Partial results are shown in Table 2, which lists the values of x, sigma_P(x), sigma(x), and the error E(x) scaled to sigma(x):
(13) E(x) = (B*(x) - B*(1e14))/sigma(x) .
Table 2.
Success of sigma(x) as an error predictor.
===========================================
x sigma_P(x) sigma(x) E(x)
===========================================
1e04 1.04287 1.13228e-03 1.26966
1e05 1.17395 3.22452e-04 0.00842
1e06 1.17952 8.53762e-05 -2.89571
1e07 1.46618 2.87656e-05 0.96245
1e08 1.30196 7.06790e-06 1.04135
1e09 1.29540 1.97673e-06 -0.17122
1e10 1.23791 5.37619e-07 -0.41209
8e10 1.00181 1.41084e-07 -1.25901
9e10 1.13094 1.49458e-07 -0.30094
1e11 1.11493 1.39200e-07 -0.26121
2e11 0.93614 8.04440e-08 -0.24832
3e11 0.85703 5.92089e-08 -0.17862
4e11 1.14191 6.75853e-08 0.85820
5e11 0.84107 4.41554e-08 0.40514
6e11 0.83010 3.95152e-08 0.85583
7e11 0.87371 3.82879e-08 1.30523
8e11 0.80947 3.30204e-08 1.44751
9e11 0.72422 2.77339e-08 1.10064
1e12 0.78024 2.82378e-08 1.86468
2e12 1.56969 3.91870e-08 -1.42462
3e12 1.15503 2.32114e-08 -1.99932
4e12 1.17522 2.02503e-08 -0.82000
5e12 1.03070 1.57638e-08 -1.15175
6e12 0.84056 1.16630e-08 -2.29455
7e12 0.96812 1.23716e-08 -1.30369
8e12 1.08938 1.29636e-08 -0.80363
9e12 1.11698 1.24824e-08 -0.65056
1e13 1.11802 1.18111e-08 -0.56753
2e13 1.08612 7.92982e-09 0.15479
3e13 1.15637 6.80338e-09 0.88860
4e13 0.89701 4.52841e-09 0.82890
5e13 0.82343 3.69178e-09 0.32592
6e13 0.95020 3.86663e-09 -0.47974
7e13 0.78574 2.94591e-09 0.17649
8e13 0.74248 2.59307e-09 0.07738
9e13 0.71818 2.35609e-09 -0.24002
===========================================
Admittedly, this technique of error estimation is long on pragmatism and short on rigor; only a theoretical breakthrough or an enormous amount of additional computation will decide its ultimate fate. This is hardly unexpected when dealing with Brun's constant, the twin-primes conjecture, and the Hardy-Littlewood approximation, all of which have proved singularly resistant to analytical attack.

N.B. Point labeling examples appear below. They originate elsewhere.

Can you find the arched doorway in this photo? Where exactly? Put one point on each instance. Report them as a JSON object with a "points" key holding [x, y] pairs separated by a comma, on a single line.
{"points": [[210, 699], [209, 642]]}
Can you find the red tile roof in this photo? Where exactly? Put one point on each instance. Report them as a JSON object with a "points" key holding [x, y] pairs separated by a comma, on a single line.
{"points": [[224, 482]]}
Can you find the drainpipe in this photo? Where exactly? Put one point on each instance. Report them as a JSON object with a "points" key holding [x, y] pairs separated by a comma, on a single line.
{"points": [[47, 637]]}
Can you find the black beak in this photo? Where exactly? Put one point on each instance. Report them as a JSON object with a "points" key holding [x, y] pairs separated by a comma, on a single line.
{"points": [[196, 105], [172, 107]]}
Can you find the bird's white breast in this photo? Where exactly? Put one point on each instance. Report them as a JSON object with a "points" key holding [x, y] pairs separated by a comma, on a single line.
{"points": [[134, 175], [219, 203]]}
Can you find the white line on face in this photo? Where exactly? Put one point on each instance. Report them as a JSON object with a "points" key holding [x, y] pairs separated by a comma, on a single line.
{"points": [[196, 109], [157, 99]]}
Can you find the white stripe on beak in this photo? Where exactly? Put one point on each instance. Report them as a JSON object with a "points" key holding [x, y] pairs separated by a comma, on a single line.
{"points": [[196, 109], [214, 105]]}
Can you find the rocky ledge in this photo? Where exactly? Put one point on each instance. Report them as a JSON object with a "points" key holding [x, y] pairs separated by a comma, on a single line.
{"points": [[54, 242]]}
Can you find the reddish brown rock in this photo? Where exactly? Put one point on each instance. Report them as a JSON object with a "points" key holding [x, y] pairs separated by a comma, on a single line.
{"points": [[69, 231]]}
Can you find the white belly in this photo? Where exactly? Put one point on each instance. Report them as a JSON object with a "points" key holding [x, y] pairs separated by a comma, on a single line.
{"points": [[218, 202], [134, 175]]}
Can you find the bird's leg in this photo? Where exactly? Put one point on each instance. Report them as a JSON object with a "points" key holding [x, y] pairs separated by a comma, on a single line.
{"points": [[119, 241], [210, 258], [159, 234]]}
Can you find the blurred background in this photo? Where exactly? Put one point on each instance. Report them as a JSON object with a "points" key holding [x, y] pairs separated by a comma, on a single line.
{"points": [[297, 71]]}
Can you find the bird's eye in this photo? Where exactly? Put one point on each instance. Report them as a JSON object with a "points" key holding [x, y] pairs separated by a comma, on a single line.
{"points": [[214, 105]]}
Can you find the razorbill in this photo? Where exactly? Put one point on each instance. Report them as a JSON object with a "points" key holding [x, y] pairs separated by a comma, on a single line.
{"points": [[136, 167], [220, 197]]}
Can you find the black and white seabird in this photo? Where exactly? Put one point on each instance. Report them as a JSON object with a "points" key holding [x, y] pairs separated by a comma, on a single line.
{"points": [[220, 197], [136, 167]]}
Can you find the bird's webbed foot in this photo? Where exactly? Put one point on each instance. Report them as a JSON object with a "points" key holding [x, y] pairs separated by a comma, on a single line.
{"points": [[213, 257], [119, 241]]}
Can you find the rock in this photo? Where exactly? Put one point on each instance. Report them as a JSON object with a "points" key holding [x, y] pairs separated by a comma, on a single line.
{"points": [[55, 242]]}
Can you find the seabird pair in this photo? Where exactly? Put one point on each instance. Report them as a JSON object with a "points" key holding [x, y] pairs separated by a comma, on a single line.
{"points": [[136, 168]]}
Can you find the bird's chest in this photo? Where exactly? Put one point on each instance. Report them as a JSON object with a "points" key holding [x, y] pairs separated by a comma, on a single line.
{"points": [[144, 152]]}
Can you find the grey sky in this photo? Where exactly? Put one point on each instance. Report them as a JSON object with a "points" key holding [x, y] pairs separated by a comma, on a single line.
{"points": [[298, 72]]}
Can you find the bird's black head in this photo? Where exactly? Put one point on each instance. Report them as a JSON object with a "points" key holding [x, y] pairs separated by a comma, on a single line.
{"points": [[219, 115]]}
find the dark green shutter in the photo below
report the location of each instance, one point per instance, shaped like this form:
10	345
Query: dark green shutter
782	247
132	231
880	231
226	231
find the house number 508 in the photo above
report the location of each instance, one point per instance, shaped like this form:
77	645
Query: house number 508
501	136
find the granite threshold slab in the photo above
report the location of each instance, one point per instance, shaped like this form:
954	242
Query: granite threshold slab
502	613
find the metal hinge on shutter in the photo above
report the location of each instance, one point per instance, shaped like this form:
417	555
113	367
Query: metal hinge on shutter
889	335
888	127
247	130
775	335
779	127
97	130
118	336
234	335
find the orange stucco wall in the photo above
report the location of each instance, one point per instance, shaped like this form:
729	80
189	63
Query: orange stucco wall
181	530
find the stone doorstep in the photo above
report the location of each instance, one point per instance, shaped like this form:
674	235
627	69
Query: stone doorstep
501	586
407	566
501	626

|B*(x) - B| < E_2(x) = 4.14083/(sqrt(x)*ln(x))
See the referenced paper for details. By this formula, the
result of the calculations up to 1e14 becomes
B = 1.90216 05778 +/- 0.00000 00129
Furthermore, although the cited paper represents this error
bound as having a 99 % confidence level, the author is now
(2009) of the opinion that this error bound is best
characterized as representing only "at least one standard
deviation," i.e., a confidence level of at least 68.27 %.